Since the approval of the first drug for NF in 2020, the MEK inhibitor selumetinib (Koselugo), a number of other MEK inhibitors are in various stages of clinical trials for NF, Packer noted. That includes a granule formulation of selumetinib to overcome the limitations of its current availability only as capsules, "which makes it difficult for little babies to take it and young children."
Trials are also comparing selumetinib to more standard chemotherapies for low-grade gliomas that affect some 20% of children with NF.
"The question is, are MEK inhibitors better in these children as regards to other things like not only controlling the growth, but will more children regain vision if treated with MEK inhibitors than chemotherapy?" Packer noted.
Another question is long-term side effects, as MEK inhibition can affect mechanisms that are very critical in normal child development, Packer noted. "Are you just going to have it activate later in life when maybe a patient would tolerate the tumor less?"
The umbrella for platform trials includes an NF1 arm getting underway that is prioritizing cutaneous neurofibromas, low-grade gliomas (including optic pathway gliomas), and plexiform neurofibromas.
For NF type 2-related schwannomatosis (NF2-related SWN, formerly known as NF2), a more rare form of the condition, a preclinical pipeline coordination effort by the Children's Tumor Foundation led to a platform trial "factory" for clinical research.
With a master protocol, "all the site agreements are pre-negotiated and pre-signed, so companies can just come in and plug in their drug as they go on," Bakker explained. "What we have been doing is really facilitating drug discovery."
The platform trial has subtrials testing the non-small cell lung cancer drug brigatinib (Alunbrig; an ALK inhibitor) and breast cancer drug neratinib (Nerlynx; a pan HER inhibitor). Initial tumor response rates appeared for meningiomas and non-vestibular schwannoma with brigatinib.

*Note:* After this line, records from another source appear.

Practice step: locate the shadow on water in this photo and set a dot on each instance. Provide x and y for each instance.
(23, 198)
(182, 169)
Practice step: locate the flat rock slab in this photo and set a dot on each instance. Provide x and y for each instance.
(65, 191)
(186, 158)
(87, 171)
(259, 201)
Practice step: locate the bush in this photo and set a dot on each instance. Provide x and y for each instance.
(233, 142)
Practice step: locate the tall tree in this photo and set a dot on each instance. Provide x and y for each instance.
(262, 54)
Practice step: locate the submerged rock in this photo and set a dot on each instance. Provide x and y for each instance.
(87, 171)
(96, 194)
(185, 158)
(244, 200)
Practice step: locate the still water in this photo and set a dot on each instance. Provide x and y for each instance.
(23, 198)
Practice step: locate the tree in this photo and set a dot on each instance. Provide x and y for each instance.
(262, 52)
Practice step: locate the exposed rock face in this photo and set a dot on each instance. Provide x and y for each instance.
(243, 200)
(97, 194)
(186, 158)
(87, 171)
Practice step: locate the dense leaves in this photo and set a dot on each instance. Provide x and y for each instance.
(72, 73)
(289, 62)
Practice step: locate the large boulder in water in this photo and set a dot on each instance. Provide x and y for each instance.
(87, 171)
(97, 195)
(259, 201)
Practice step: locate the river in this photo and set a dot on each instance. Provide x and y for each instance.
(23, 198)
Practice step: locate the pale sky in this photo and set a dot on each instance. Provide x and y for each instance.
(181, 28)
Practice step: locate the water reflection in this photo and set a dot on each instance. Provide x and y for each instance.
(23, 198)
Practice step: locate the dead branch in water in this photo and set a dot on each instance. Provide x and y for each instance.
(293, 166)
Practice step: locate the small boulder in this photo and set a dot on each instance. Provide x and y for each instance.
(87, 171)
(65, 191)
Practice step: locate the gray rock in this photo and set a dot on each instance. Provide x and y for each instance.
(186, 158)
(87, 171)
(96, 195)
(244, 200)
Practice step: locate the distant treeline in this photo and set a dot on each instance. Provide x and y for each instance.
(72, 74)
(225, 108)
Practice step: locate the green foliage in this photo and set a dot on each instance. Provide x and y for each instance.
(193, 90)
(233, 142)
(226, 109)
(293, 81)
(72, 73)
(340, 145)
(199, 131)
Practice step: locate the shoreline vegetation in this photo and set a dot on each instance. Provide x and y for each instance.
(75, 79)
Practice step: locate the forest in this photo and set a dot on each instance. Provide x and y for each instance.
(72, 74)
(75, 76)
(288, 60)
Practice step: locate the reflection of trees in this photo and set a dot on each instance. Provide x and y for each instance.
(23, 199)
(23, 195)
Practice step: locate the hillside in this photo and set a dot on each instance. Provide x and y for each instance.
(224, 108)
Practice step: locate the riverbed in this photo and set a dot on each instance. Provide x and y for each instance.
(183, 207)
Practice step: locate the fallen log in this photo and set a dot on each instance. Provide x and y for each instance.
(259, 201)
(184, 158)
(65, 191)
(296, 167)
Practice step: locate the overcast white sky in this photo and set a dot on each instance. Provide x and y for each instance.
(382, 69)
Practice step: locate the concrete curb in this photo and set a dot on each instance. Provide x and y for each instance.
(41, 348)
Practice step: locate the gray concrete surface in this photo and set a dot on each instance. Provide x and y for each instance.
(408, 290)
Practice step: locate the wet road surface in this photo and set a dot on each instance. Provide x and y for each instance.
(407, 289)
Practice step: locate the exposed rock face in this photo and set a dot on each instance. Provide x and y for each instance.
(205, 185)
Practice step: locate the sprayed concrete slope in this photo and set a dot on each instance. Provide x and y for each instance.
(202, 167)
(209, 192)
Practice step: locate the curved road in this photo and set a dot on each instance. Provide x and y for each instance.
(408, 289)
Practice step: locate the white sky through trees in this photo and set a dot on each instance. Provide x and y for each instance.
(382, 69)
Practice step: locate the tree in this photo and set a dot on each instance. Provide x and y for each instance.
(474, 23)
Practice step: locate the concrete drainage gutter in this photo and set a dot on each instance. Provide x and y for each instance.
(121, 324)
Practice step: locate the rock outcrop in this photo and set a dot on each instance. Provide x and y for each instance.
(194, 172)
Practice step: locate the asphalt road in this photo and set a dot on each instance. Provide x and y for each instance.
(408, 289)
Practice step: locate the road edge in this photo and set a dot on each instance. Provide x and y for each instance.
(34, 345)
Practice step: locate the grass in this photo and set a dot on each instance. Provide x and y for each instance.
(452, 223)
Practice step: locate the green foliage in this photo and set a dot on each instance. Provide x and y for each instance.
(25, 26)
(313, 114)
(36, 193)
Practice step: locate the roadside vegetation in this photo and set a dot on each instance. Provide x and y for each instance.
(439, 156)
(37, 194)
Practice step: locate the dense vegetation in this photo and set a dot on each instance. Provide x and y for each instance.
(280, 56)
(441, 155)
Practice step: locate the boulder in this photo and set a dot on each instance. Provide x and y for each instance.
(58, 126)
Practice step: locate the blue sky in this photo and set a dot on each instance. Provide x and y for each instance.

Other phase II research includes selumetinib for all NF2 tumors, aspirin for vestibular schwannoma, and novel nerve growth factor monoclonal antibody for schwannomatosis-related pain. The novel HDAC inhibitor is in combined phase II/III study for NF2-mutated meningiomas. Early-phase clinical research is underway for or with novel Hippo-pathway inhibitor VT3989.
In plexiform disease, phase II has also been reached by imatinib and trametinib (Mekinist) as well as a novel MEK inhibitor HL-085 (tunlametinib).
Cognitive impacts common in NF have been targeted with phase II research with lovastatin, N-acetylcysteine, and lamotrigine (Lamictal).
"I think the future is bright," Packer concluded. "We've spent many years trying to define the problems; now we just have to find better answers for some of them. But I think we've made a lot of progress, and there's a lot of hope that we'll make a lot more progress with the right resources in the very near future."
Disclosures
Packer disclosed no relevant relationships with industry.
Bakker disclosed being president of the Children's Tumor Foundation and also the chair of CTF Europe, which is another nonprofit connected to the Children's Tumor Foundation.